#36

485 17 1
                                    


Nina

- Ty mały skurwielu, czego chcesz? - trzepnęłam Logana w głowę na przywitanie, kiedy przyszłam na trybuny naszego szkolnego boiska z samego rana w poniedziałek. Ten dupek zadzwonił do mnie tuż po szóstej rano, aby oświadczyć mi, że MUSOWO muszę pojawić się przed lekcjami na szkolnym boisku, aby obgadać to. Oczywiście siedziała już tutaj cała nasza zgraja, wyłączając Margret, bo podobno na nią jeszcze za wcześnie. Był nawet Alex, choć i tak byłam więcej niż pewna, że nie weźmie udziału w akcji wymyślonej przez Loga. Był tu tylko ze względu na mnie, jak zawsze twierdził, choć tak na prawdę, zawsze chciał wiedzieć, w czym rzecz, aby później móc robić za naszego adwokata przed dyrektorem. Tym razem na pewno też tak było, choć nie wiedziałam jeszcze, o co chodziło.

- Grzeczniej proszę do Pana Prezesa - oh, zapomniałam, że to on tutaj rządzi. - Siadaj i słuchaj.

Wywróciłam oczami, ale posłusznie usiadłam na miejscu obok Mii. Log oparł się wygodniej na krzesełku i poprawił swoje włosy niczym pieprzony Alvaro.

- Moja propozycja nadal aktualna - zaczął blondyn, na co spojrzałam na niego. Oczywiście ta wypowiedź była skierowana do mnie. Wszyscy wokół na pewno byli już o wszystkim poinformowani i wyrazili zgodę. Cóż, ja też już wiedziałam, o co chodziło.

- A ja nie chcę o tym rozmawiać - odparłam twardo.

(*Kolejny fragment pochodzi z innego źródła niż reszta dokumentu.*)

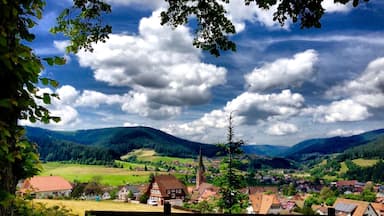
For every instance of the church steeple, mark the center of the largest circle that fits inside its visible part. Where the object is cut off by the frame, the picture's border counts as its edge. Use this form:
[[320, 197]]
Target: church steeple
[[200, 178]]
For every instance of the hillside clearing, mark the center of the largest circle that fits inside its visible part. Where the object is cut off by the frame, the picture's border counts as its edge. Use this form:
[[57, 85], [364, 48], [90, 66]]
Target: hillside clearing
[[151, 156], [84, 173], [343, 168], [364, 162], [79, 207]]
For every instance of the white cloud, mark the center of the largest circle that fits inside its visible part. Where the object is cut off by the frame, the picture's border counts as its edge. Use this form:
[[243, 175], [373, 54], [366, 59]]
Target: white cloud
[[144, 4], [67, 94], [342, 132], [282, 128], [138, 103], [93, 99], [331, 7], [284, 72], [160, 65], [251, 107], [239, 14], [248, 109], [129, 124], [338, 111], [367, 89]]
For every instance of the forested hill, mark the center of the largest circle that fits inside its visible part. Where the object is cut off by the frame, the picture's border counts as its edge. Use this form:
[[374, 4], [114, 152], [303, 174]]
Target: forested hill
[[310, 148], [114, 141]]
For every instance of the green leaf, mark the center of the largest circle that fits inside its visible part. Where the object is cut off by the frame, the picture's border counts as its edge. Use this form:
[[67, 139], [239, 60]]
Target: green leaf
[[46, 98], [44, 81], [50, 61], [56, 119], [54, 83], [60, 60]]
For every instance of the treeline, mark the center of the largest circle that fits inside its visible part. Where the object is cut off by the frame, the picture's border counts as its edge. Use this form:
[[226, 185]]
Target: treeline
[[58, 150], [372, 150], [373, 173], [122, 140]]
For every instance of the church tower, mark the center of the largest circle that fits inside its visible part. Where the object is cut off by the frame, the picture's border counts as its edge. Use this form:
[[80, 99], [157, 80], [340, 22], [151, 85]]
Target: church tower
[[200, 178]]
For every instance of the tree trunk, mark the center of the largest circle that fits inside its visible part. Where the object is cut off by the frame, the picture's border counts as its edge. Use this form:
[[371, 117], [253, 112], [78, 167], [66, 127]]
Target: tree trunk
[[7, 184]]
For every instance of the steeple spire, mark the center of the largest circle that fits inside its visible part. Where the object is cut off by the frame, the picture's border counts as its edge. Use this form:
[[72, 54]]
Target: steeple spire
[[200, 178]]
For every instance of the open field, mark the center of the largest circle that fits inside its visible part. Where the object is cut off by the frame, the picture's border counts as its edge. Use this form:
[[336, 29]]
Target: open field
[[343, 168], [365, 162], [150, 156], [84, 173], [79, 207]]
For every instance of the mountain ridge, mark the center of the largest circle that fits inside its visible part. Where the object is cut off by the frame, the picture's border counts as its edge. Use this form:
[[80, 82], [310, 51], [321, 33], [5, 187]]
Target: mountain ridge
[[121, 140]]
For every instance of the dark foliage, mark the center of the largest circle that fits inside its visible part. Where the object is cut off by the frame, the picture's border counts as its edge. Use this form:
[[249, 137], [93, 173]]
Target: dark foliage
[[373, 173], [110, 143], [310, 149]]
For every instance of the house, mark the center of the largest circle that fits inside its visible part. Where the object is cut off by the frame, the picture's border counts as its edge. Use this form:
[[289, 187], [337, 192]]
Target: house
[[167, 188], [379, 208], [105, 196], [320, 209], [348, 185], [205, 192], [350, 207], [265, 203], [46, 186], [260, 189], [136, 190]]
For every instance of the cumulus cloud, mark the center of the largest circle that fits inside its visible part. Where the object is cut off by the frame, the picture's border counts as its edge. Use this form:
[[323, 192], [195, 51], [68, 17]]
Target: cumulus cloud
[[283, 72], [331, 7], [342, 132], [338, 111], [239, 14], [144, 4], [248, 109], [160, 65], [367, 89], [94, 99], [282, 128]]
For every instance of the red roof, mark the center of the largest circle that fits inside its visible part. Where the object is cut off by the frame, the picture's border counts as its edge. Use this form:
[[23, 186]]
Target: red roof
[[167, 182], [46, 184]]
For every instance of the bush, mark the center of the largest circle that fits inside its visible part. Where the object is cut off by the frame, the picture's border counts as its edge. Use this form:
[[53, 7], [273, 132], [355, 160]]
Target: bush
[[27, 208]]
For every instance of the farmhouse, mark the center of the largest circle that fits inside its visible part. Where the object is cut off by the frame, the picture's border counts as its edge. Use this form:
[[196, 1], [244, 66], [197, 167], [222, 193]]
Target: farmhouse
[[353, 208], [167, 188], [46, 186], [264, 203]]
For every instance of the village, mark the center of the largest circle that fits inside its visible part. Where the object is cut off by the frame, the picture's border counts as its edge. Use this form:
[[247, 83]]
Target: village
[[283, 195]]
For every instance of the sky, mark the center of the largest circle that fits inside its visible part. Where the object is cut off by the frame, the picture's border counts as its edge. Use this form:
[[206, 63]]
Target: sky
[[283, 85]]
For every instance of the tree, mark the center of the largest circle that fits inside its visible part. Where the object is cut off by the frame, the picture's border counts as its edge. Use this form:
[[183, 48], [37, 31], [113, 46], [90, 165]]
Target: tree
[[230, 181], [214, 26], [20, 98], [83, 25]]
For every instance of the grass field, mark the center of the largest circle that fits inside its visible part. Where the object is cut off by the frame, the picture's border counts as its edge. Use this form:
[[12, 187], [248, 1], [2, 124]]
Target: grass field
[[84, 173], [79, 207], [364, 162], [150, 156], [343, 168]]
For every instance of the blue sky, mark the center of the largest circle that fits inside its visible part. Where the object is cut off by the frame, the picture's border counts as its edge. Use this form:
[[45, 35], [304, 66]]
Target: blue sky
[[283, 85]]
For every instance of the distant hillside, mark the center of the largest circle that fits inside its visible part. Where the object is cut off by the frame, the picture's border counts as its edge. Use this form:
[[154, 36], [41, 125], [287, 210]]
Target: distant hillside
[[371, 150], [257, 162], [119, 141], [313, 148], [265, 150]]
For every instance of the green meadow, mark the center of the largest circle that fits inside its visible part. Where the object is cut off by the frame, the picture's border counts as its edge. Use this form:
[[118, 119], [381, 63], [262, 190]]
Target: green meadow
[[84, 173]]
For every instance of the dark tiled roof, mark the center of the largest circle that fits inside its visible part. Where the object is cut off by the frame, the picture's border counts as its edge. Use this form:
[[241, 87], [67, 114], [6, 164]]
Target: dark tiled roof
[[167, 182]]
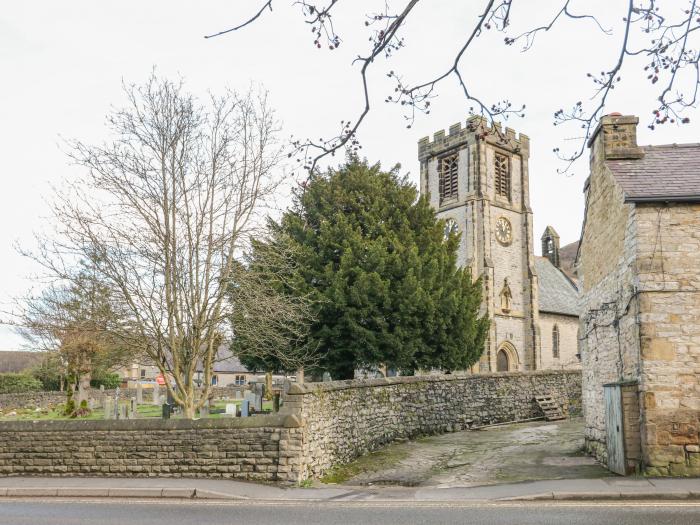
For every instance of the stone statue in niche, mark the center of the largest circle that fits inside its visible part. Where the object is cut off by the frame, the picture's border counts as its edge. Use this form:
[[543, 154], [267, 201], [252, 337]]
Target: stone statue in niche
[[506, 296]]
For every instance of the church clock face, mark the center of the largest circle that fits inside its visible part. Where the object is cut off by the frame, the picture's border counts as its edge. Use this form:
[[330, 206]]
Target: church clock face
[[450, 227], [504, 231]]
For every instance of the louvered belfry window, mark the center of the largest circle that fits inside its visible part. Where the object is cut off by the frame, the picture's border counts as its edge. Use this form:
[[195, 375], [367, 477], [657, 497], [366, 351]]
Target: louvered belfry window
[[502, 169], [447, 172]]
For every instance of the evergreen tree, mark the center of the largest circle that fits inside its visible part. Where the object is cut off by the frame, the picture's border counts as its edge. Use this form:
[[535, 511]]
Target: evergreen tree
[[383, 275]]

- Nins, nie wymyślaj - Log wsadził między zęby niezapalonego papierosa i zaczął się nim bawić. - Żaden klecha nie był dla Ciebie problemem, a ten cały Charlie nagle jest. Jeden kawał i po strachu. Ni, to jak? - uniósł brew, lecz ja nadal milczałam. Przejechałam wzrokiem po wszystkich tutaj zebranych. Każdego poznałam tutaj, w tym liceum, każdy mnie znał i wiedział, jaka jestem, lecz tylko Alex znał powód mojego wahania. Logan od soboty męczył mnie dzisiejszym dniem. Mówił to samo, co teraz. Jeden kawał i po sprawie. Ale co jeśli Charlie nas przyłapie? Co jeśli mnie przyłapie? - Al, powiedz jej coś, bo mnie zaraz chuj strzeli - Log zwrócił się do mojego przyjaciela.

Ah, czyli teraz będzie grał na moich uczuciach? Nie doczekanie twoje, blondasku.

- Um - Alex jak zawsze w takich sytuacjach nie wiedział, co powiedzieć. Patrzył na mnie i dobrze wiedziałam, co chce mi tym przekazać. Mam się w to nie bawić, bo stracę w oczach Charliego. Znał powód mojego zachowania na lekcjach, wiedział, z kim byłam na weselu i po co pojechałam z Mag do Dickson. Wiedział i próbował dla mnie uratować tą sytuację. Tyle że nie mógł tego powiedzieć.

- No Al, nie bądź cipą - zakpił Logan, na co większość osób stłumiło swój śmiech. Nie był to za korzystny ruch, bo wytworzyła się między nami dziwna atmosfera, przez którą odechciało mi sie lubić te osoby.

- Logan, nie obrażaj go - rozkazałam stanowczo blondynowi. Ten zaś zmierzył mnie wzrokiem, który wróżył tylko wojnę.

- Co Ci się dzieje? Chodź z nami wieczorem na plebanię i będzie po kłopocie. Ty chyba znasz lepiej rozmieszczenie pomieszczeń - uniósł zadziornie brew, lecz to jego słowa mnie podburzyły, a nie gest. Wstałam z krzesełka i podeszłam do tego dupka.

- Daj mi w spokoju skończyć tą klasę - wycedziłam przez zęby. - Mało brakuje, a Alex nie będzie już dał rady nas wszystkich wyratować. - ominęłam Logana i wyszłam po schodkach na samą górę trybun, lecz kiedy miałam już zejść na trawnik, usłyszałam głos naszego wodza.

- Tu chyba nie chodzi o samą szkole, tylko o Charliego!

Nawet się nie odwróciłam w jego stronę, tylko od razu ruszyłam przed siebie. Dupek nie będzie mną rządził, nie będzie mówił mi, co mam robić. Już nie. Skończyło się, nie będę na każde jego zawołanie.